Japan Wants to Lasso Space Junk Out of Earth's Orbit

by Kastalia Medrano
JAXA

The Japanese Aerospace Exploration Agency (JAXA) has a neat idea for how to tackle the increasingly worrisome problem of space junk — deploying small spacecraft to literally tether chunks of debris and drag them down to a lower orbit, where both the debris and the craft that wrangled them will subsequently burn up in the atmosphere. Last week, a prototype system called the Kounotori Integrated Tether Experiments (KITE) was delivered to the International Space Station, which JAXA will soon begin testing. The technology could potentially be implemented within a decade.

JAXA first proposed this idea in 2014. A half-mile long electrodynamic tether (EDT) will target the larger pieces of debris we’re aware of, in the 400-4,000 pound range, according to Space.com. Fortunately for us all, JAXA recently released an animated video of what this is expected to look like.

The upcoming tests should help determine the best way for the tether to actually snare the debris itself, which, like most things people attempt to lasso, is a moving target. Remote operators will use a combination of GPS and optical cameras to guide the craft within range, facilitated by the current running through the tether.

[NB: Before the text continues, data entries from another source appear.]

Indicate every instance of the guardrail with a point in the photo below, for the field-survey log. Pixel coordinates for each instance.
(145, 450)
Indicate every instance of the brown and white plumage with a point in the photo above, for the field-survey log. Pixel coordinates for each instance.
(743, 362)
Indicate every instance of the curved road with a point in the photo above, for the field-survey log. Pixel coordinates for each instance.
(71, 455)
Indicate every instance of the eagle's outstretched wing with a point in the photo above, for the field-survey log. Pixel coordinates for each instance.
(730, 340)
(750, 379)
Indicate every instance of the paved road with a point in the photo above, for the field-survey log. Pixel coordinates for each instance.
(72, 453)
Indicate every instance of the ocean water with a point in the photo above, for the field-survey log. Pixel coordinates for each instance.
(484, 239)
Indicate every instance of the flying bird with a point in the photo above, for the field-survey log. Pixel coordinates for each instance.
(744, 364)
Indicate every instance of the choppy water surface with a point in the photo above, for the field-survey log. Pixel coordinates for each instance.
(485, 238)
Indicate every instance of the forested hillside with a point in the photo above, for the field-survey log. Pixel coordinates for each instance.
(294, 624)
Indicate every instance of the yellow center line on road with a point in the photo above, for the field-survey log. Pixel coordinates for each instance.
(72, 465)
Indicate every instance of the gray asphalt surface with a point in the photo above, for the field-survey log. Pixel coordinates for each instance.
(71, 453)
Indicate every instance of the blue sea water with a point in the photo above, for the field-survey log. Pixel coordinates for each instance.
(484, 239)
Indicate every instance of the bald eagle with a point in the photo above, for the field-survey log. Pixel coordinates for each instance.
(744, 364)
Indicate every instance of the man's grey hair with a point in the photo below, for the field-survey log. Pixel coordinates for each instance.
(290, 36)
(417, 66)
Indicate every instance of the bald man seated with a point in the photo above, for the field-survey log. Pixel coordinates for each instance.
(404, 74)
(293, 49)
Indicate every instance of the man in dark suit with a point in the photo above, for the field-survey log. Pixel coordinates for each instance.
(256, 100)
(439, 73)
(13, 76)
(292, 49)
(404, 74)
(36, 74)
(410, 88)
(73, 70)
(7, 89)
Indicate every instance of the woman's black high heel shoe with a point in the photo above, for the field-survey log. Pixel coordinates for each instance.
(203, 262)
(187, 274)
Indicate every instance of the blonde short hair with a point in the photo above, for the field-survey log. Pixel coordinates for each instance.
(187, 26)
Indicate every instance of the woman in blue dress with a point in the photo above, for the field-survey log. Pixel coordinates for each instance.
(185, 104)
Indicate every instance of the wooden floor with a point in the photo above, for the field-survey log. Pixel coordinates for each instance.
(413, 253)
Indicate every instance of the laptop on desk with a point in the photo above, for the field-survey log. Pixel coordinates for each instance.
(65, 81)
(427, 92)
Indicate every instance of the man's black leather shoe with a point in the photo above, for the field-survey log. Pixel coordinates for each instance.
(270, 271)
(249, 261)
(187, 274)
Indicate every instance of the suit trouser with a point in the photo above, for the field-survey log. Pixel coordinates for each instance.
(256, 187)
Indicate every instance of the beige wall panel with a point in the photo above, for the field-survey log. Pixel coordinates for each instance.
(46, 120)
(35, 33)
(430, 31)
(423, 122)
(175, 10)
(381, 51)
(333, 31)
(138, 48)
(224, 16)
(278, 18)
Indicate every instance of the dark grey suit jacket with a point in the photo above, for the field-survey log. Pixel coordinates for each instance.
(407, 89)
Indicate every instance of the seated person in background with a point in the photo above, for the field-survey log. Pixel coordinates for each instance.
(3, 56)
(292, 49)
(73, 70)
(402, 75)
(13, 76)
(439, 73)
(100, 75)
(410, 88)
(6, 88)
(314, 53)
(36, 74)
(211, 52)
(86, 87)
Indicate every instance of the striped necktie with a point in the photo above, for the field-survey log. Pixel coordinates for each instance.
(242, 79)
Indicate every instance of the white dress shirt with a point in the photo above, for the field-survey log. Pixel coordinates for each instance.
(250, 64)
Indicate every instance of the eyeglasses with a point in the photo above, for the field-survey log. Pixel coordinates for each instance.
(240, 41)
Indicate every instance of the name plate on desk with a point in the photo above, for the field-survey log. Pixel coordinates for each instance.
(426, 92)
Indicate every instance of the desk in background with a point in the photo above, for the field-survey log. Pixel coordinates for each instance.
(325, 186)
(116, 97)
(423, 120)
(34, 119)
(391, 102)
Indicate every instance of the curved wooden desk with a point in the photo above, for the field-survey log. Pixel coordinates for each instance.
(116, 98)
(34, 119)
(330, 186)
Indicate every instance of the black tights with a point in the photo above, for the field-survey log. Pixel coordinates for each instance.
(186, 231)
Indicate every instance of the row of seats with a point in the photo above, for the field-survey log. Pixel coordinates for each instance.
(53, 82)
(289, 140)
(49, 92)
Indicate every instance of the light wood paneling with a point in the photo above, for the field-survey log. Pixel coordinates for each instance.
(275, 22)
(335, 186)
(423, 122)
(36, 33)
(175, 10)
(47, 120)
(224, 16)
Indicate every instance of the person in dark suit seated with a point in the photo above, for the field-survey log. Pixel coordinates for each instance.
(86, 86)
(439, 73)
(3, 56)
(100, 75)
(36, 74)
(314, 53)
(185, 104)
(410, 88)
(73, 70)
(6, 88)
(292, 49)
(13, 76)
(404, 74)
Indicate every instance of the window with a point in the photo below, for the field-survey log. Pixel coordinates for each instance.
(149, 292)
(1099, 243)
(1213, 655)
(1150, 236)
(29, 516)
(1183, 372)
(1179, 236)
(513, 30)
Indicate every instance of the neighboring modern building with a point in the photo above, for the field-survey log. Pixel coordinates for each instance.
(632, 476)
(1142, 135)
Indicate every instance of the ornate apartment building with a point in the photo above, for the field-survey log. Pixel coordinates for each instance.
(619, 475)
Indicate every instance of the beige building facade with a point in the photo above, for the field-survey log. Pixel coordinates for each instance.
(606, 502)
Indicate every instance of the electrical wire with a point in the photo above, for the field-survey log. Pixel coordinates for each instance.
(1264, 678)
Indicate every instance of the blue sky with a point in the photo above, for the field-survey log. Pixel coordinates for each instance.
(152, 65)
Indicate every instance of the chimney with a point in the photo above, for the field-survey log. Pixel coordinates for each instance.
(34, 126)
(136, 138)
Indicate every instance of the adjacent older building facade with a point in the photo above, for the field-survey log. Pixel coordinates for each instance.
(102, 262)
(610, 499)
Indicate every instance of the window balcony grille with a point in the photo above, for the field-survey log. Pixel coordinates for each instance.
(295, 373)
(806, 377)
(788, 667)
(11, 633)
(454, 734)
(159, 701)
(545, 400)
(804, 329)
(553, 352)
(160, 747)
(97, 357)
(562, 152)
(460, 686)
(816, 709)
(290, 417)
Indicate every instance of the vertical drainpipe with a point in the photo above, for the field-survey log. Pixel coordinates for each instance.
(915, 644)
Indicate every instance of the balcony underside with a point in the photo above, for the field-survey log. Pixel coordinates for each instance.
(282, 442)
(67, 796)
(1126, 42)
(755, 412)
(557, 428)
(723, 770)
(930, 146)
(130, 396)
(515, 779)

Space junk is one of those problems that is constantly increasing in magnitude but invisible to pretty much everyone not in the business of studying it, kind of like the Great Pacific Garbage Patch or melting ice shelves.

NASA is currently tracking more than half a million odds and ends — defunct satellites comprise a lot of the space junk we’re worried about, but also bits of equipment from previous missions, not to mention pieces of asteroids and the like. Pretty much every major space agency is concerned with developing solutions, though JAXA may have been additionally motivated by the possible loss of a satellite at the hands of space junk earlier this year. The larger pieces of space junk are dangerous — and expensive — not just because they collide with operational satellites, but because they collide with each other, essentially turning space junk into space shrapnel, the fragments of which can’t be easily tracked. If this system ends up being the one by which we get a handle on space junk for good, everyone will benefit.